Legends say, when Nangeli refused the tax collector and turned him down, the proud aristocrat sexually abused her and threatened to rape Nangeli.

However, Nangeli, as brave and determined she could ever be, rushed into the inner courtyard of her house, and brought with herself, a sharp knife, with which, as a demand for taxes, she cut off her exposed breasts, leading to excessive blood loss and ultimately her demise.

Now, Nangeli was married to an equivalent lower caste man called Chirukandan, someone who loved her deeply.

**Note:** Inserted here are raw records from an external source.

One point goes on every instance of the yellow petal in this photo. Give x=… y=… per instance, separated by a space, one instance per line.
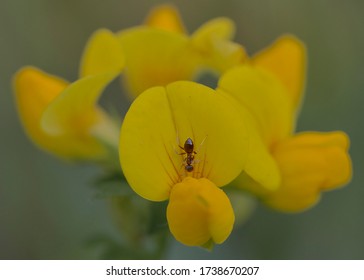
x=155 y=57
x=212 y=41
x=102 y=53
x=161 y=119
x=34 y=91
x=310 y=163
x=75 y=115
x=165 y=17
x=261 y=169
x=264 y=97
x=198 y=212
x=286 y=58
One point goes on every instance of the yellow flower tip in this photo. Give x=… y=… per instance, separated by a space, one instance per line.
x=286 y=58
x=165 y=17
x=34 y=91
x=150 y=155
x=103 y=53
x=199 y=212
x=310 y=163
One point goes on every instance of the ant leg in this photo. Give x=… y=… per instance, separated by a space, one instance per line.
x=199 y=146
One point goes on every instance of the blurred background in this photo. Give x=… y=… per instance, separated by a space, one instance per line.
x=49 y=211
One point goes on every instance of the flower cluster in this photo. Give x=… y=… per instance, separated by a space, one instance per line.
x=182 y=141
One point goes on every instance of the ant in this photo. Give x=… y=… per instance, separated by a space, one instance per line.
x=188 y=149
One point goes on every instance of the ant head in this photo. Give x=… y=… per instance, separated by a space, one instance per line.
x=189 y=168
x=188 y=146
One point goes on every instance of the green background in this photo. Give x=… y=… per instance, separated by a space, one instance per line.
x=49 y=211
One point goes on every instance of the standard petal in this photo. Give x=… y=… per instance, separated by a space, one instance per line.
x=261 y=172
x=155 y=57
x=265 y=97
x=199 y=212
x=310 y=163
x=286 y=58
x=34 y=91
x=161 y=120
x=102 y=53
x=74 y=114
x=165 y=17
x=213 y=42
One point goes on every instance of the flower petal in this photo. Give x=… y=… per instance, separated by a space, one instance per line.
x=286 y=58
x=161 y=120
x=165 y=17
x=102 y=53
x=264 y=97
x=212 y=41
x=310 y=163
x=155 y=57
x=74 y=114
x=198 y=212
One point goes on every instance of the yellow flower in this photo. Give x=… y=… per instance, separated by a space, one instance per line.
x=303 y=165
x=182 y=142
x=160 y=52
x=64 y=118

On his return, finding the mutilated body of his beloved and the chopped breasts lying on the plantain leaf, he was so overcome with grief, that inspite of leading a rebellion, which people had expected him to do, he is said to have jumped into the altar of his wife and burnt himself alive, the first and the ultimate instance of a male sati, also referred to as ‘Pati Sahagamanam’!

Following Nangeli and her husband’s demise, various movements and rebellions broke out against the authority.

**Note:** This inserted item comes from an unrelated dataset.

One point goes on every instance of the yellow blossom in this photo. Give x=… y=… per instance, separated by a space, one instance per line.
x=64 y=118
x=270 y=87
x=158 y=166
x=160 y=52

People, especially those belonging to the lower classes, refused to expose their breasts or to pay taxes to the princely state

As a consequence of this violent upsurge, the breast tax system was annulled in Travancore, soon afterwards and the place Nangeli lived, had come to be known as Mulachiparambu (meaning ‘land of the breasted woman’).

The tale of Nangeli is symbolic of a woman’s lone resistance against an authority, bringing about an entire change in the system of governance. On the other hand, it also signified an upsurge of the lower caste people against the orthodox group of Brahmins and acquiring a favourable satisfaction with the ball in their court!

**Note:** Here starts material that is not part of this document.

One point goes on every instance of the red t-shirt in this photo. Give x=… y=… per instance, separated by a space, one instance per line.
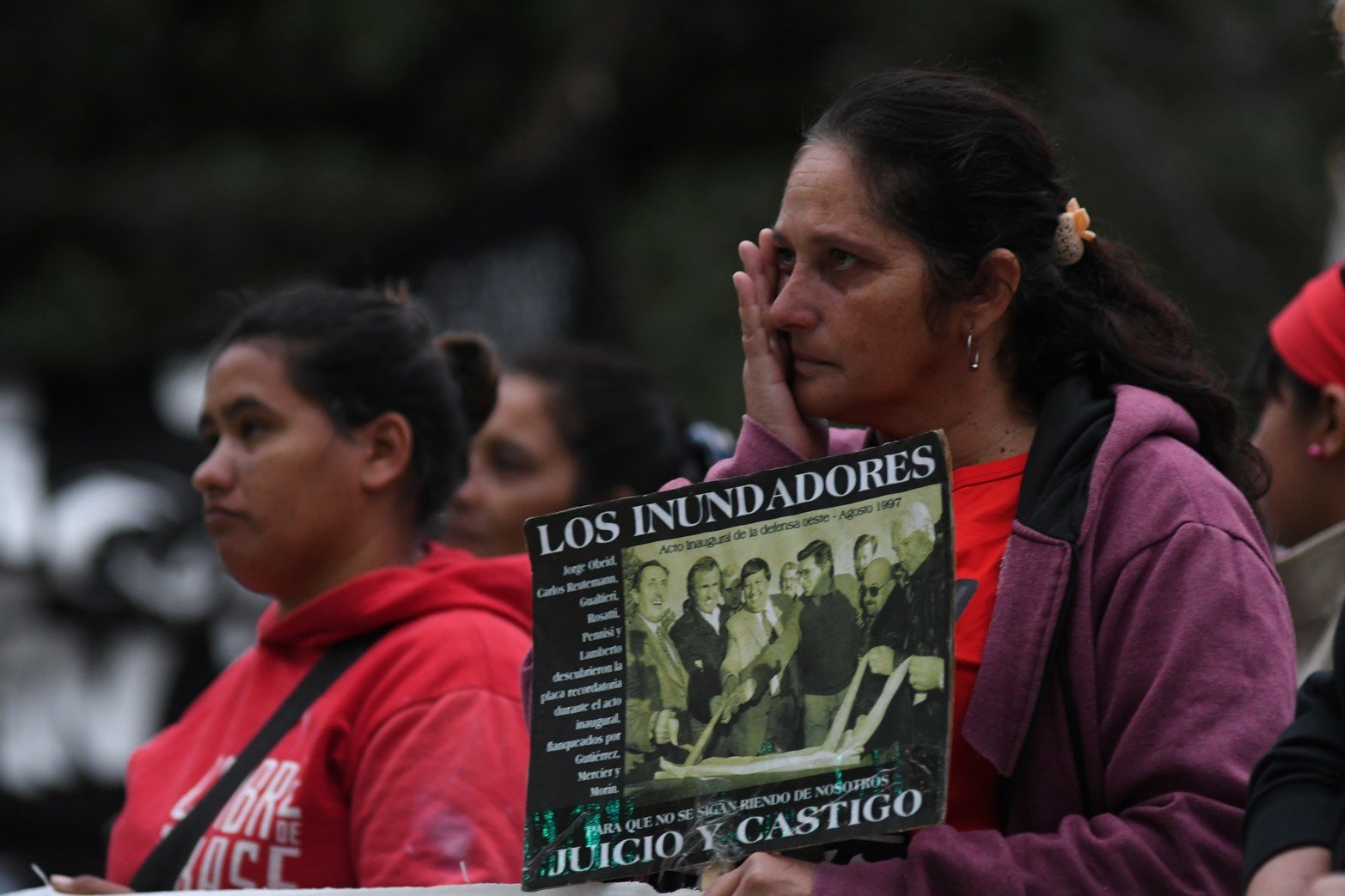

Decades later, the Victorian standards of rectitude impregnated into the societal customs through the British invasions and this resulted in subsequent class-struggles for the right to wear upper cloth for the women.

Also, as has been observed in various works including in ‘The encyclopaedia of Dravidian tribes’ by the International School of Dravidian Linguistics (1996), there were lots of discriminations and opposition to temple entries across Travancore soon after, but the incident that took place with Nangeli and the outrage it caused, helped result in the Maharaja acting against his aristocrat nobles, thus restoring what were the virtous ideals of the state.

Manu Pillai, although disregarding the origins of the tax (often said to be collected as decided by the authority, after an inspection of the woman’s breasts) does consider Nangeli to have risen up against a particular woman specific tax, that had been prevalent in the state to humiliate the women belonging to the lower strata of the society.

Despite this narrative not being officially recognised in any of India’s historical accounts and its historical authenticity being still speculative, Nangeli had to become a legend, her place forever reserved in folklores and cultural prattles.

To the people of her village, she became the epitome of protest against the outward humiliation by the authority and to the outer world, she symbolised the aversion of a  lower caste woman to the might of an empire, the erstwhile Kingdom of Travancore.

It would be conclusively apt to document Manu’s lines from a column for The Hindu, that quote, “Her name was Nangeli and she lived in Cherthala, a watery alcove on the Kerala coast. We do not know when she was born or who sired her. But we know she died in 1803, her spirit cast in a hundred moulds in the two hundred summers that followed.”